Ahmad Ibrahim Al-Qubaie

Dept. of Arid Land Agric., Fac. of Meteorology, Environment & Arid Land Agric., King Abdulaziz Univ. Jaddah, Kingdom of Saudi Arabia

Abstract. This study was carried out during 2009 and 2010 seasons for examining the effect of ethrel, magnesium and boron either applied singly or in combinations on growth and flowering aspects of bougainvillea (Bougainvillea glabra). Spraying was done either in vegetative shoot stage or at flowering shoot stage with fully developed thorn inflorescence axis. Growth was greatly improved with spraying boric acid at 0.025 % and or magnesium sulphate at 0.05 %. The maximum values of plant height (111 and 112.7 cm. during both seasons) and leaf area (29 and 29.5 cm² during both seasons) were recorded with spraying magnesium sulphate at 0.05 % in combined with boric acid at 0.025 % regardless the application of ethrel at vegetative shoot stage. Ethrel had no effect on growth aspects. Ethrel, magnesium and boron treatments effectively advanced time of flowering and promoted number of flowers per plant. Time of flowering (in days) from planting reached 18 days with spraying magnesium, boron and ethrel together at vegetative shoot or flowering shoot stages. The maximum number of flowers per plant (30 and 31 flowers during both seasons) was recorded with using magnesium, boron and ethrel at vegetative shoot stage. Dropping of leaves and flowers was enhanced with using ethrel at flowering shoot stage with fully developed thorn inflorescence. Production of ACC and Ethylen was enhanced with using ethrel lately. Spraying the plants with ethrel at 75 ppm at flowering stage recorded the maximum values of ACC (0.1 g nmole g^-1) and ethylene (1.41 and 1.43 nl g^-1 h^-1 during both seasons). For promoting growth and flower formation of bougainvillea glabra, it is advised to spray the plants once early at vegetative shoot stage (15 days after planting) with magnesium sulphate at 0.05 %, boric acid at 0.025 % and ethrel at 75 ppm.

Introduction

Bougainvillea glabra which belongs to family Nyctagivaceae is an economically important ornamental flower in subtropical and tropical regions. As a valued ornamental shrub- vine use in landscaping is disturbed from hot sunny areas to cool damp coastal region worldwide. It is also popular as a potted plant and in hanging baskets.

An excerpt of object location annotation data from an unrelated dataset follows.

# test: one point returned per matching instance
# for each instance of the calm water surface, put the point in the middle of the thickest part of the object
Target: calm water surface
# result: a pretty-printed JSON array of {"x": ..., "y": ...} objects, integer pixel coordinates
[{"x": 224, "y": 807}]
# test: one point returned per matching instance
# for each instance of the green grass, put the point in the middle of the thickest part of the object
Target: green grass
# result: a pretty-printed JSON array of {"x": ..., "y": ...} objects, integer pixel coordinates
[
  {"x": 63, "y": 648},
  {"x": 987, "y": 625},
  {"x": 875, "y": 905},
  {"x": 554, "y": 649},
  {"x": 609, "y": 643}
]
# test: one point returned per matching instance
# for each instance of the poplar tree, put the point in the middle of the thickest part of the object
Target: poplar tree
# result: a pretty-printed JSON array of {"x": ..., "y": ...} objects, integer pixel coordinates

Ethrel (2- chloro- ethyl phosphonic acid) is considered a potent promoting compound responsible for enhancing and advancing flowering aspects. This is attributed to its action in releasing ethylene which is responsible in activating hydrolytic and oxidative enzymes involved in degradation of chlorophylls (Leopold, 1960, Moor, 1979, Lavee, 1987;

Nooden, 1988, Prince and Cumningham, 1989, Hoyer, 1995 and Liu and Chang, 2011).

Magnesium is not usually applied to ornamental plants especially cut flowers as a routine matter. Magnesium is vital to the production of chlorophylls and the biosynthesis of carbohydrates as well as the stimulation and enhancement of flowering in most floriculture. The promotion on flowering due to application of magnesium is attributed to the beneficial effect of such nutrient in activating enzymes and the biosynthesis of DNA, RNA as well as increasing the uptake of phosphorus (Nijjar, 1985).

The positive functions of boron on ornamental plants were attributed to its essential roles in translocation of sugars as well as enhancing the formation of meristems, cell division and root development. The beneficial effect of boron on preventing the abortion of flowers, the conversion of starch to soluble sugars and the incidence of different disorders (Nijjar, 1985).

Application of magnesium (El- Sayed, 2007, El- Sherbeny et al., 2007, El- Sayed, 2010 and Mohamed, 2012), boron (Ingels, 1994, Attia, 2001, El- Sayed, 2007 and 2010 and Mohamed, 2012) were very effective in enhancing growth and flowering of horticultural crops.

A great promotion on flowering of horticultural crops was observed with using ethrel (Weltering, 1987, Thimann, 1988, Clark and Kelly, 1991, Serek et al., 1994, Curti- Daiz, 1994, Leao and Assis, 1999 and Mohamed, 2012).

This study was conducted to study the effect of some ethrel, magnesium and boron treatments on vegetative and flowering aspects on Bougainvillea glabra.

Materials and Methods

This study was carried out during 2009 and 2010 seasons on one year old seedlings of potted Taipei Red Bougainvillea glabra in the experimental farm of King Abdulaziz Univ. at Hada Al- Sham, Saudi Arabia. The plants were planted in 18 cm pots filled with 5 kg planting medium containing 1 sand: 1 peat moss each pot contained one seedling.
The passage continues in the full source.